Well, the aspect ratio for that one varies according to the parameters you choose, you can squash and stretch it. The Lambert cylindrical equal-area is just one parameter choice.

Yes; I like the un-squashed Lambert cylindrical precisely because the distortion is intuitive: the equator is undistorted, and everything off the equator has exactly the distortion due to perspective (as viewed from theoretically infinite distance at the equatorial plane). Other vertical perspective magnifications don't have any obvious reason for the choice of magnification, other than "make the map undistorted at latitude X."

I used to write code for these projections as part of my job. Decent choice though.

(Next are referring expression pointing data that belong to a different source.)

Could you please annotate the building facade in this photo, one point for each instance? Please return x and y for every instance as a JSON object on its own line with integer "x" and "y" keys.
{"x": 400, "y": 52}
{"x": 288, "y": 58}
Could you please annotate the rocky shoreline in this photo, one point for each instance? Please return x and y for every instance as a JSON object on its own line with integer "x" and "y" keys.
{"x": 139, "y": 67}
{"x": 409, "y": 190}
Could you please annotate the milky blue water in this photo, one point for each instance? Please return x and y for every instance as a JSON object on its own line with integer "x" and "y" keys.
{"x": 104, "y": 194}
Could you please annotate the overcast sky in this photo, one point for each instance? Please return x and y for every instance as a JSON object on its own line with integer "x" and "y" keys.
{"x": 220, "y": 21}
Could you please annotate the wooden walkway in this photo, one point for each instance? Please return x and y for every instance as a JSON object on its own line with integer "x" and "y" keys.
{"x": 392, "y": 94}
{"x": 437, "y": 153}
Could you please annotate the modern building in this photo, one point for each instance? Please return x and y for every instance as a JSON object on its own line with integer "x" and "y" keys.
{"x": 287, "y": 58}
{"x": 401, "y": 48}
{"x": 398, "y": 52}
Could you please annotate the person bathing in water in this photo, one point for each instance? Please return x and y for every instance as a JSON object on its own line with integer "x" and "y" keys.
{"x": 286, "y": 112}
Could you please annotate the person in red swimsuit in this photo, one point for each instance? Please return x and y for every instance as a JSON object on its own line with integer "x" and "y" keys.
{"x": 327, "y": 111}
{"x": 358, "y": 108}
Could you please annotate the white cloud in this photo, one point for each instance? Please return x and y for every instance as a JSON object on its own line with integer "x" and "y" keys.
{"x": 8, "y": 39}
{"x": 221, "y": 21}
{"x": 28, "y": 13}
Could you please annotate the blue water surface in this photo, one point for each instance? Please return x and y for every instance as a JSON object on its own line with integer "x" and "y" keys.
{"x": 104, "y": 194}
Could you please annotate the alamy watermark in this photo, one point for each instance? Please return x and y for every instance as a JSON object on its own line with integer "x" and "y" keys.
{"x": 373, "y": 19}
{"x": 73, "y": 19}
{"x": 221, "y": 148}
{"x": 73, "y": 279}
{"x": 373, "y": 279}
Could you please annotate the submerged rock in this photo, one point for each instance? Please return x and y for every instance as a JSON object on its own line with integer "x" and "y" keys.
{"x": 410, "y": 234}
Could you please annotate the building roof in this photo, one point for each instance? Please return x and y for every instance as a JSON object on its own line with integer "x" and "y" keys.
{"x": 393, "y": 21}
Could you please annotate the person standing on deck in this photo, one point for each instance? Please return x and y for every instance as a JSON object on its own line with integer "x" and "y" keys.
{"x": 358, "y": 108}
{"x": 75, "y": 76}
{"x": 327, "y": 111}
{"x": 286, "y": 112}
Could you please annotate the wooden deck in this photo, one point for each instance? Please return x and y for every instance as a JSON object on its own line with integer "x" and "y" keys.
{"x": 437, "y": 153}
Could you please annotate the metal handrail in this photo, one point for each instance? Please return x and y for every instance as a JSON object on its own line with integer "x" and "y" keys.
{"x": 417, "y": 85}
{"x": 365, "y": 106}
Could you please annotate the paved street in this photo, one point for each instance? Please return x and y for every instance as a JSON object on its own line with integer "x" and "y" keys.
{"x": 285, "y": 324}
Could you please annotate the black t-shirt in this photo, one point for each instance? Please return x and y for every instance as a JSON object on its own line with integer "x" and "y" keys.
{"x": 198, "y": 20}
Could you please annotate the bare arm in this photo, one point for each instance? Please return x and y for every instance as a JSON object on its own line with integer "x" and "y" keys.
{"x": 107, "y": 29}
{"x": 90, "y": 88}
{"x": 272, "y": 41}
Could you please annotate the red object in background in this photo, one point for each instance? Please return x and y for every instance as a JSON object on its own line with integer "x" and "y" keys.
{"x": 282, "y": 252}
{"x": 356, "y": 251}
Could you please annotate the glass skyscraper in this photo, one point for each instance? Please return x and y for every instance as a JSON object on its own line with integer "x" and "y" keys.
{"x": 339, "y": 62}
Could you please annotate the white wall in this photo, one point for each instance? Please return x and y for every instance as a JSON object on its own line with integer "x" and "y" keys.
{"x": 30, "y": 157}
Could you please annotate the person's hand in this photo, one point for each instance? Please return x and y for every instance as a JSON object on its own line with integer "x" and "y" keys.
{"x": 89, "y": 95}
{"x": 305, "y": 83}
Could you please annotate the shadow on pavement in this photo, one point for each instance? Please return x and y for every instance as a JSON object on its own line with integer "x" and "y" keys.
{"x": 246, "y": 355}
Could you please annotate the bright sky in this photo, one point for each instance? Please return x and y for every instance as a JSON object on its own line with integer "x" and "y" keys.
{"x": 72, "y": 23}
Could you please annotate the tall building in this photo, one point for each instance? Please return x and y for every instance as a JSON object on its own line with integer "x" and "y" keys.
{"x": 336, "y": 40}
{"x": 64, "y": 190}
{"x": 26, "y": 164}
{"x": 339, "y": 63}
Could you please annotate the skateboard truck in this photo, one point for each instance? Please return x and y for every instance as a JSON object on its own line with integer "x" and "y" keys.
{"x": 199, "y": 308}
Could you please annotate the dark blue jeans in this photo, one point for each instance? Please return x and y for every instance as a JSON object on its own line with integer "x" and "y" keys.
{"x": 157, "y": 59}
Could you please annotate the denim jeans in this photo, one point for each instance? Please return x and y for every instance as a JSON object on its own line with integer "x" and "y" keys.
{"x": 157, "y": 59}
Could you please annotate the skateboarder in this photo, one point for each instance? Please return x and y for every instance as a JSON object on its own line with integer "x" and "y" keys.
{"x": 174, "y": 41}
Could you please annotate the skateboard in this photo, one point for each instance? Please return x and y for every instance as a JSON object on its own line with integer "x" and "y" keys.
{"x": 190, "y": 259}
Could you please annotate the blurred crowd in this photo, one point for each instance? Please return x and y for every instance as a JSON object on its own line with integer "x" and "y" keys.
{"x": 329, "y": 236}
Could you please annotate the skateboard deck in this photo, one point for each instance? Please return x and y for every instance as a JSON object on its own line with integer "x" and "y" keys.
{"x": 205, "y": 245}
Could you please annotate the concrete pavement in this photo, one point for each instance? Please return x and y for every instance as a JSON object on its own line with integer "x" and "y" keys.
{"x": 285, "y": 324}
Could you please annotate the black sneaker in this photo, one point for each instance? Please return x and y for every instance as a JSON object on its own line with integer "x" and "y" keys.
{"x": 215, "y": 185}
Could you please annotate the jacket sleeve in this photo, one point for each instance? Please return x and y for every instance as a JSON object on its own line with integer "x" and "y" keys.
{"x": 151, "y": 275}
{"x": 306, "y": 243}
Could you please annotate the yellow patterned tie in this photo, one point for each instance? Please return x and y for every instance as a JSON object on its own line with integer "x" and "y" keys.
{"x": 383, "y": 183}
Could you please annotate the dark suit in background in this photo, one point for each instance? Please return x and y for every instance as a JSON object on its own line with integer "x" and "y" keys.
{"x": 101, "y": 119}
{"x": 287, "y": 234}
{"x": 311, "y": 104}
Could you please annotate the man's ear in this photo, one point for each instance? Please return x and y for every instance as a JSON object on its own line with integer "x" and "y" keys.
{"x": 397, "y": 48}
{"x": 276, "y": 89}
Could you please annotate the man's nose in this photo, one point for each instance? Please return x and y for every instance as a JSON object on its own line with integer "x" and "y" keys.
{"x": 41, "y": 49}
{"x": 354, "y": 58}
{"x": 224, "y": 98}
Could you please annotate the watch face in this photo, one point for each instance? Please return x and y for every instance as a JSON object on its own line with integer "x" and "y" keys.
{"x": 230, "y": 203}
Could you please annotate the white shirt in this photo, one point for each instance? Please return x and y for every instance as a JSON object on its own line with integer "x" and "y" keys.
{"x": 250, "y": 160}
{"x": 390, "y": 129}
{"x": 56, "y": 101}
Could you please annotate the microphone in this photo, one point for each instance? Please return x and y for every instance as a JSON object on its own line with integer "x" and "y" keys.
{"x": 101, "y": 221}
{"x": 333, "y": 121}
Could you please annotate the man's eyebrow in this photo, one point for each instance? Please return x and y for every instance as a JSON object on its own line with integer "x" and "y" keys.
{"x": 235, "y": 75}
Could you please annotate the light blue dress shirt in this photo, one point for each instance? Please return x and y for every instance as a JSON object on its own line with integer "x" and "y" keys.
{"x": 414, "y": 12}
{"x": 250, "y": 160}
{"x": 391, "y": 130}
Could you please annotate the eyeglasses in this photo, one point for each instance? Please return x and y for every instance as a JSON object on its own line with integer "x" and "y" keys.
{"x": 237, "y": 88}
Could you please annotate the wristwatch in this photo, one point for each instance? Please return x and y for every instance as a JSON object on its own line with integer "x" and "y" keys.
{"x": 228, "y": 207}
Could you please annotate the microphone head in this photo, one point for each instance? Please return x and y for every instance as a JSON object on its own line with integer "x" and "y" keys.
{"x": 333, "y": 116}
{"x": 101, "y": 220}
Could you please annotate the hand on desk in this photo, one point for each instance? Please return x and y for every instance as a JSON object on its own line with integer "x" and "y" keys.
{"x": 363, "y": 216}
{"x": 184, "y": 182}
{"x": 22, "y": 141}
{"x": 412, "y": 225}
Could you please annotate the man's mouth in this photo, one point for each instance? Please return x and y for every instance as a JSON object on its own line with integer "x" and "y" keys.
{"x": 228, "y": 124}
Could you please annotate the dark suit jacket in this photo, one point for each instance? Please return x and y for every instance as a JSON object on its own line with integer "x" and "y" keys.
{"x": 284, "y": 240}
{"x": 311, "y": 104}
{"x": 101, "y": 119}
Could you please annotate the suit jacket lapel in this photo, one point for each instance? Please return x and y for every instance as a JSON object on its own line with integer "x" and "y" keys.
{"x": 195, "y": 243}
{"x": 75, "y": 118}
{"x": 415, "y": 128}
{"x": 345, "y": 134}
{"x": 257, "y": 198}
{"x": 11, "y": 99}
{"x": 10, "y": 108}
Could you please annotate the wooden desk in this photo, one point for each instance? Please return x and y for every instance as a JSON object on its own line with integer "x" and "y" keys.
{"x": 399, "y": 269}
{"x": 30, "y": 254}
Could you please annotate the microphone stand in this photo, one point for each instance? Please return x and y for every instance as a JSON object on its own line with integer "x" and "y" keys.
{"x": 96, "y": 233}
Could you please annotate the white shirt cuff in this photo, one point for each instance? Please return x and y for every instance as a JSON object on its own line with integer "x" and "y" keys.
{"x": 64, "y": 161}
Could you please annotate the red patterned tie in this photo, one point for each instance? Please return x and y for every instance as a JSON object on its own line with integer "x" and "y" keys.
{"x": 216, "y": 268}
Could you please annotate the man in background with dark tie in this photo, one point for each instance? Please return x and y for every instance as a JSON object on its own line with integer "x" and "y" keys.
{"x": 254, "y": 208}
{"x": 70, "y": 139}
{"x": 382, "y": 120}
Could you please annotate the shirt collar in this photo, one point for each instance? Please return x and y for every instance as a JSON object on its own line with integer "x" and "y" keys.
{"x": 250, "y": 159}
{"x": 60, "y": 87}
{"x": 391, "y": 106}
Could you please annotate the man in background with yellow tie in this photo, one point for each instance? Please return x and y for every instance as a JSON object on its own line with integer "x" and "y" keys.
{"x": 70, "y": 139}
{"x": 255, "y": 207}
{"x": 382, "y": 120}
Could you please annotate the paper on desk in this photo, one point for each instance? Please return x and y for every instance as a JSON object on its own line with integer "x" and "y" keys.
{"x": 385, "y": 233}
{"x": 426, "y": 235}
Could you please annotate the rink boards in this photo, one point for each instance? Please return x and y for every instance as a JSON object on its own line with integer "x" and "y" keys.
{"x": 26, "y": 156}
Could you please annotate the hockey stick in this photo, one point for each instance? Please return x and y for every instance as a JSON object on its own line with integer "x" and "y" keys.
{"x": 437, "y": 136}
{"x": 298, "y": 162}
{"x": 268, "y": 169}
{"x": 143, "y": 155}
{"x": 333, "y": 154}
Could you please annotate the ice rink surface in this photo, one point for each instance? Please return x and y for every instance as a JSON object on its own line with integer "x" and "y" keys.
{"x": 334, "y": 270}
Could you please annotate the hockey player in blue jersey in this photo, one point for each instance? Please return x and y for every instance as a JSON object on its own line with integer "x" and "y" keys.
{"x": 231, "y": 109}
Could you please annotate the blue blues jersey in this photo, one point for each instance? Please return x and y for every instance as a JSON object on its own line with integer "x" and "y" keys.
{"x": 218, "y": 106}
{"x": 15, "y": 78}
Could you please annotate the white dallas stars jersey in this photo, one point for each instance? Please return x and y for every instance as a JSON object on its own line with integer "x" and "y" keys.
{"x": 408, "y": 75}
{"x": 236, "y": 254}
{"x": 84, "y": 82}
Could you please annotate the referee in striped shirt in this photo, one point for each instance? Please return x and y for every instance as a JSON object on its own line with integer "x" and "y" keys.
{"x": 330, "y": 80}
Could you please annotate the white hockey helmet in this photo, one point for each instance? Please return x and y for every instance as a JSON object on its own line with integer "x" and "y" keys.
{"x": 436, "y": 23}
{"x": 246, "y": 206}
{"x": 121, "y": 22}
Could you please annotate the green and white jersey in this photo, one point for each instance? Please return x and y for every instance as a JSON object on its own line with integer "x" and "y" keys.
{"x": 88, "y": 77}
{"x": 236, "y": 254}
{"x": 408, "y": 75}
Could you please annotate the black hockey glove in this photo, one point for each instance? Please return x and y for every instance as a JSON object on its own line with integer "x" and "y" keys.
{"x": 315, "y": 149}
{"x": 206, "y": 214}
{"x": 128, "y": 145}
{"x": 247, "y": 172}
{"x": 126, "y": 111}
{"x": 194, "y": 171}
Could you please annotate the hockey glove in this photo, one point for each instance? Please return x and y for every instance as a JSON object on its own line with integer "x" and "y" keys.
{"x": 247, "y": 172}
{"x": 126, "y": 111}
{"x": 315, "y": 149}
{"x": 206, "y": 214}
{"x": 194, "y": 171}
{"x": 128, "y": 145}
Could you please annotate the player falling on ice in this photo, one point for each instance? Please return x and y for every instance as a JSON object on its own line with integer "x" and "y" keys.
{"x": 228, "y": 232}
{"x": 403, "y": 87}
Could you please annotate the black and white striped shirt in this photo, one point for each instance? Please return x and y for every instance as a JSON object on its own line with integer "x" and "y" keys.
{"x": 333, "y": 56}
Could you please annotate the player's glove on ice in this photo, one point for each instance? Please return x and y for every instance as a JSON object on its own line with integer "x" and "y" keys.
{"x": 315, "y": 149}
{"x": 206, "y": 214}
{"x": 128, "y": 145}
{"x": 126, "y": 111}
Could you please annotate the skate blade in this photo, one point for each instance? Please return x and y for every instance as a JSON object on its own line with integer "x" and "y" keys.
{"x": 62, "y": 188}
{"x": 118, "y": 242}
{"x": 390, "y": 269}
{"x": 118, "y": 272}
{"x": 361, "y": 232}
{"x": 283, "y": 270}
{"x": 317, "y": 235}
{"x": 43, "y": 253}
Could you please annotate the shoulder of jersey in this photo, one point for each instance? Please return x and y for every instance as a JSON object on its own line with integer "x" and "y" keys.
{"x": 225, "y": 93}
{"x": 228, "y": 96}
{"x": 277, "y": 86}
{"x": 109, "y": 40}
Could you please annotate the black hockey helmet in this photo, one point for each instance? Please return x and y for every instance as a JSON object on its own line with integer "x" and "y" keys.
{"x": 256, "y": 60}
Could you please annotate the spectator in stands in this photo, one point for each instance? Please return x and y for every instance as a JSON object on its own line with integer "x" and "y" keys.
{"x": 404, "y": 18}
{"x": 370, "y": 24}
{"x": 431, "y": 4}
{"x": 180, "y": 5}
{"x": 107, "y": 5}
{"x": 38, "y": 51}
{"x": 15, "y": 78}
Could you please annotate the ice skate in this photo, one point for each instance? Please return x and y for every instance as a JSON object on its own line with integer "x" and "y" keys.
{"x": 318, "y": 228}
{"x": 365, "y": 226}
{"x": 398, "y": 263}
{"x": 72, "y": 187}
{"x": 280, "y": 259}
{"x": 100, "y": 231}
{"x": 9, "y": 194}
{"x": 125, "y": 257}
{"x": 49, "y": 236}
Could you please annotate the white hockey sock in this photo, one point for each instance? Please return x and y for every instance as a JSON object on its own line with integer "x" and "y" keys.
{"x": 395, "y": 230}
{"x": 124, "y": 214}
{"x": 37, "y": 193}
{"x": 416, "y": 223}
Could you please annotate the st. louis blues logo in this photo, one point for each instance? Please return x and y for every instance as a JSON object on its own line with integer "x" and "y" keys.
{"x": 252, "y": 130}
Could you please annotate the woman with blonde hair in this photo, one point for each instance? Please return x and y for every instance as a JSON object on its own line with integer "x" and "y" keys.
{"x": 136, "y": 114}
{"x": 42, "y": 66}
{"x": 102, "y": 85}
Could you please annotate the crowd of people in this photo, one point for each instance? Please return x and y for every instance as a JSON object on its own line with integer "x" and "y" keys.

Mercator's most useful property is you can pick an origin and destination, draw a line connecting, and that gives you an initial bearing for travelling between. Keep that bearing, and you will get there albeit not by the shortest distance. Very handy for sailing ships.

Indeed, each of the projections used has one or another advantage. Mercator's great strength is that it locally preserved directions: a compass bearing of X maps to an angle on the map of X, which, as you point out, means you can plot constant-heading trajectories, which is reasonably efficient if your path is short compared to the Earth's radius. As a consequence, for any infinitesimal area, the map is *un* distorted. It's *globally* distorted... but not *locally* distorted.

I quite like the Winkel Tripel but the inverse is nasty to calculate.

Ah, the compromise solution. In real life, the best solution often *is* a compromise between solutions that are each bad in different ways.

But since we're talking schools, they'd also be well served by a nice spinning globe.

Indeed: the best map of a sphere is a sphere.